But the unemployment rate and job growth are inadequate measures. Adding people who can only get part-time work or have given up looking, for example, nearly doubles the unemployment rate of 5.5%.
Some of the rate’s recent improvement is due to boomers swelling the retirement ranks. Workforce participation – the share of people 16 or older who are working or looking for work – has dropped from 66% to under 63% since 2008.
Analysts — and the journalists who cover them — focus largely on the two headline numbers because they move markets. Here are other yardsticks to help you get the full story:
- Gallup’s payroll-to-population rate. It counts adults working at least 30 hours a week for an employer and divides them by the population. March: 44.1%, the highest for that month since tracking began in 2010. This omits some part-timers and all self-employed workers, but it’s broader than official measures and unaffected by most changes in the makeup of the workforce.
- Welch Consulting, an economic research firm, produces an index of full-time equivalent workers, which washes out changes in the size and age of the population. March: 98.3, unchanged from February but up 1.1% from a year earlier. It was launched at 100 in 2004. The index also shows that women have recouped recession job losses but men remain 3% shy of that mark.

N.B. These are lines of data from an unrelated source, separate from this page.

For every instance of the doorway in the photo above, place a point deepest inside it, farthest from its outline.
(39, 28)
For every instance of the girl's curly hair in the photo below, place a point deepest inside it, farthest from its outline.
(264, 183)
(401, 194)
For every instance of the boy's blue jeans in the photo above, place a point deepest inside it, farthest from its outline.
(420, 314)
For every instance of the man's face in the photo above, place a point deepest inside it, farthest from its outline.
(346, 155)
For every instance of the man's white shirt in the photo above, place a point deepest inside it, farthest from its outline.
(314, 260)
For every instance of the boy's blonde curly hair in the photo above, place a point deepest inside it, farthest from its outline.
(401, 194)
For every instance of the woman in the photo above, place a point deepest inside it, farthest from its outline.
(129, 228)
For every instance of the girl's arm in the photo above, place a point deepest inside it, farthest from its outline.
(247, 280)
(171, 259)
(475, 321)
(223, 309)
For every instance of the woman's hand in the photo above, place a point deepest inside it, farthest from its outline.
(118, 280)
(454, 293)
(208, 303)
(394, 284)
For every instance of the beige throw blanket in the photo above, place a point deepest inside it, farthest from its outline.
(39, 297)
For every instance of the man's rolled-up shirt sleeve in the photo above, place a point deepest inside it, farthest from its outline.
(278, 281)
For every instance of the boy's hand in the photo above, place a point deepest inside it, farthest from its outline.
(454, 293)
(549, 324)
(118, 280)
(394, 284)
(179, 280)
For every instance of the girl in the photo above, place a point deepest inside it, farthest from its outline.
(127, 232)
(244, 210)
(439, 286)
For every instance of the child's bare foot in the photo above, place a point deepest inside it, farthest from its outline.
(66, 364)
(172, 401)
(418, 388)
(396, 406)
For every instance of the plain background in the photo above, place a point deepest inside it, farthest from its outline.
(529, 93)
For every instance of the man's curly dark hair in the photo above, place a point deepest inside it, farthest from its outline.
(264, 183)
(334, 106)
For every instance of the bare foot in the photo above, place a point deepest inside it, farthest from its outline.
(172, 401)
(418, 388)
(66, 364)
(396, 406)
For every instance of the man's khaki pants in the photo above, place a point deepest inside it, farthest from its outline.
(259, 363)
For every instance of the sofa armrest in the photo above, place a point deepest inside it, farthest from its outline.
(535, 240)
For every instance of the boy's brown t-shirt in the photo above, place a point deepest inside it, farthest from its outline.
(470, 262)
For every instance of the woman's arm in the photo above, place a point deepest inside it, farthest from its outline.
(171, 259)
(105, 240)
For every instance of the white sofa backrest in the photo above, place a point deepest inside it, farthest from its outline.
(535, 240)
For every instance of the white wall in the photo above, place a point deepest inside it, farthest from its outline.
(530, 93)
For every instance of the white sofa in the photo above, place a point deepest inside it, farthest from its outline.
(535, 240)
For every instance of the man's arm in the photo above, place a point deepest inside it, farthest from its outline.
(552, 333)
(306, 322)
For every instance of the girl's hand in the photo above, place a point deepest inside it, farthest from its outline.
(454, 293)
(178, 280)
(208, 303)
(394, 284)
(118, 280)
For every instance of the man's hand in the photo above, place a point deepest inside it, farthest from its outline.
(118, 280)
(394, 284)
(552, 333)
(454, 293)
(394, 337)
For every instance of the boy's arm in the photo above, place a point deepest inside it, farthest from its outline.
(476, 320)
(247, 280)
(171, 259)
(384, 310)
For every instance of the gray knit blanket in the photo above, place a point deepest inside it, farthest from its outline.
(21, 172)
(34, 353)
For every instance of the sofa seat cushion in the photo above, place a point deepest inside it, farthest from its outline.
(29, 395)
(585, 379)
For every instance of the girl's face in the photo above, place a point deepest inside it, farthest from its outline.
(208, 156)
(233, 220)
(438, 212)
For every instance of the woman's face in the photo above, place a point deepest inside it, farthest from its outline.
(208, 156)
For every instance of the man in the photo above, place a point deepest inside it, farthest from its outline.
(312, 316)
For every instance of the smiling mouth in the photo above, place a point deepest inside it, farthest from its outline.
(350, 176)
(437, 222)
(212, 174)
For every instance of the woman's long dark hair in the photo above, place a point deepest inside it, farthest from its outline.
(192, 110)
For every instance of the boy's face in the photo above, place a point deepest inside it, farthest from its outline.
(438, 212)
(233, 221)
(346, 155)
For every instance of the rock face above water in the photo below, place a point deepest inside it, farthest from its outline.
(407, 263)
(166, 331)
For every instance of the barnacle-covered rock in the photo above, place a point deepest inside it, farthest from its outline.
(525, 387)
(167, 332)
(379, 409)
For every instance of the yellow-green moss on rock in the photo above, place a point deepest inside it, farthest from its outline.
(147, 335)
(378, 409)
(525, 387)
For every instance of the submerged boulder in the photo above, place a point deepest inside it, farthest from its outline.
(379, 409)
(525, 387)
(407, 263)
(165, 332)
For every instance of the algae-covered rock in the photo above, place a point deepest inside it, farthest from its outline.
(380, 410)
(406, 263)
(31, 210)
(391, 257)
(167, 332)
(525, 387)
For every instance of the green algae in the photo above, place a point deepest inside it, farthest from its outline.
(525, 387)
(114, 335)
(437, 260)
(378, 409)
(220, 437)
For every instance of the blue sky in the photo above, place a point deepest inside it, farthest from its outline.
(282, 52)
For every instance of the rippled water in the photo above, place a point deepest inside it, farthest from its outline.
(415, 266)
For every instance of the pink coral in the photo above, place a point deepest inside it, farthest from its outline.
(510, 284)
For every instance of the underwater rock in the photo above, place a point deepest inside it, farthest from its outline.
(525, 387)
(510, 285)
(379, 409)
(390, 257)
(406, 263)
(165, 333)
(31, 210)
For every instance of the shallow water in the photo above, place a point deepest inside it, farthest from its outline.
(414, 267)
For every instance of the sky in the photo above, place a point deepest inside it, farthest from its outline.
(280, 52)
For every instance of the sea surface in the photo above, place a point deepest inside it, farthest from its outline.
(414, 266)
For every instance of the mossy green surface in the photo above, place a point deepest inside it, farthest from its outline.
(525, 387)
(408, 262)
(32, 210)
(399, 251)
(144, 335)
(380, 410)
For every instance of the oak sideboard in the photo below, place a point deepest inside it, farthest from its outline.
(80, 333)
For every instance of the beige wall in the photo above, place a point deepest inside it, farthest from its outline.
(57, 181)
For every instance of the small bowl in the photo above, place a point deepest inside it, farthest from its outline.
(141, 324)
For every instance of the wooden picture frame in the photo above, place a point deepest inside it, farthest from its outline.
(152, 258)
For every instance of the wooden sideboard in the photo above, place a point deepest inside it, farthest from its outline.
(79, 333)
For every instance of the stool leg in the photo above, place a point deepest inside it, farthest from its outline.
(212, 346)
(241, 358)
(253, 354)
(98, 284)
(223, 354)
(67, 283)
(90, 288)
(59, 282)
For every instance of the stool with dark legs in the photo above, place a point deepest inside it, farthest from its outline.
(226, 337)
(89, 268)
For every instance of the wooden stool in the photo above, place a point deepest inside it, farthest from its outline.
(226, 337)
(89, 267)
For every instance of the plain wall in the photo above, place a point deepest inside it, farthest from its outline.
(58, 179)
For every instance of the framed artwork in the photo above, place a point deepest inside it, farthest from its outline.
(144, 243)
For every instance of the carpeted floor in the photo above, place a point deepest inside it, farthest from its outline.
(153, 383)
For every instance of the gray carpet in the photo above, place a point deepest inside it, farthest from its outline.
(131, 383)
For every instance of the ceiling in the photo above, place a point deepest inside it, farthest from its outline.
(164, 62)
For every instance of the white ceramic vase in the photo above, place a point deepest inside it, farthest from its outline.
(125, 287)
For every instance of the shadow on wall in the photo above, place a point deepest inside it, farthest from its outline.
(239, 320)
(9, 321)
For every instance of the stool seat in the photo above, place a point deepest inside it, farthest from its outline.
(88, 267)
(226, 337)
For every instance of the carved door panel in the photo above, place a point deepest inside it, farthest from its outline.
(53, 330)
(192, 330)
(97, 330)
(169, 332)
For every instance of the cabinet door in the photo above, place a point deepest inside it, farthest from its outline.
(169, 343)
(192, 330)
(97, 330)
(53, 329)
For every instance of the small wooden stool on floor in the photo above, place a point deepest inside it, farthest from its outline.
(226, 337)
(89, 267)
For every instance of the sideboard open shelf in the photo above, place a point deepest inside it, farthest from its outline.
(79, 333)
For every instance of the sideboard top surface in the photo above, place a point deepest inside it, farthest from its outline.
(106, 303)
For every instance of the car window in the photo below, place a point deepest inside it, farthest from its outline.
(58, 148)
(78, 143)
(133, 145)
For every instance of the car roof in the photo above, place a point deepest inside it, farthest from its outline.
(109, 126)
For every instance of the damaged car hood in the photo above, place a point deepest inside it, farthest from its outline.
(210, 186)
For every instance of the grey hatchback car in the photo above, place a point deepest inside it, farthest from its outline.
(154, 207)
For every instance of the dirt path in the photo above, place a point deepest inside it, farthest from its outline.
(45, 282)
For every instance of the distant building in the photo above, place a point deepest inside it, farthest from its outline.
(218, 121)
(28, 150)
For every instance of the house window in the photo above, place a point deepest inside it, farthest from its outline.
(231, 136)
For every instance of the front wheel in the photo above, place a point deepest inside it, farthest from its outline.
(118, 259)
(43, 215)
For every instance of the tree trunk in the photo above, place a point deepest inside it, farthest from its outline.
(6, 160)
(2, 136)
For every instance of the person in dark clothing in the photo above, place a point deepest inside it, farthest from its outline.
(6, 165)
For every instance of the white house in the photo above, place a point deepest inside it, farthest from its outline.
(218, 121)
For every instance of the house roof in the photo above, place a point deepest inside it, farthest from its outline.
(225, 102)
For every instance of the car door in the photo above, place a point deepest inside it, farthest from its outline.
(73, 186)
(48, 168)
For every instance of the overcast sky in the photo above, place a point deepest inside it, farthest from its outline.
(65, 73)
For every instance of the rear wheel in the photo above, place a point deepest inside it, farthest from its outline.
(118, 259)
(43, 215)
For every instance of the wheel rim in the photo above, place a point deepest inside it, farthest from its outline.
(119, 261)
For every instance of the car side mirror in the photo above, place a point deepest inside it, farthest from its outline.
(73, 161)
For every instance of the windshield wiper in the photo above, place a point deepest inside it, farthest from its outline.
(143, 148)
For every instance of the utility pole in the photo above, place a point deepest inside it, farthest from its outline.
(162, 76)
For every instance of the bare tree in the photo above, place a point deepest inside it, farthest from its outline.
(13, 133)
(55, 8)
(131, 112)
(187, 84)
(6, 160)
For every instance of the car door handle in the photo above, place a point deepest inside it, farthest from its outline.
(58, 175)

- Turnover. The Bureau of Labor Statistics’ March report is due next Tuesday. The Job Openings and Labor Turnover Survey shows how many jobs are open and how many workers were hired, laid off, fired or quit. The latter is considered an acid test of workers’ confidence. Federal Reserve Chair Janet Yellen has said she follows it closely. In February, quits hit 1.6%, up from 1.4% a year earlier. The survey showed 5.1 million openings or 3.5%, up from 2.9% a year earlier. Calculated Risk blog offers details.